Туман лишал его слуховой ориентировки. Скрип будто донесся со всех сторон одновременно — отражение в зеркальной комнате, издевка моря. Он стал грести в сторону. Звук возникает как будто в том месте, где он только что был.

Он описывает широкий круг на шлюпке. Тишина. Никого. Море пустынно.

Теперь он услышал мелодичное позвякиванье. Неужели судовой телеграф?
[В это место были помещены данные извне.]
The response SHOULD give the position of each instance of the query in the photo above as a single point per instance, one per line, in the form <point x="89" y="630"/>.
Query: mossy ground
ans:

Как будто впереди волны разбиваются о массивное металлическое тело — «хлюп–хлюп». Во тьме он увидел вдруг вспышку — это, несомненно, электрическая вспышка, такая она пронзительная и яркая. Вот уже несколько огней впереди — обычная иллюминация судна, стоящего на якоре. Топовые огни.

Он греб, подавшись вперед всем телом, но сейнер не приближался. Он словно уходил от него!..

Он снялся с якоря в последний момент и уходил в туман.

Огни погасли. Все сразу. Словно туман опустился, как шторка, и закрыл их. А почему же он не слышал работы двигателя? Сейнер ушел беззвучно, как парусник. Ни голосов, ни визга цепи в клюзе, ни шума воды за кормой.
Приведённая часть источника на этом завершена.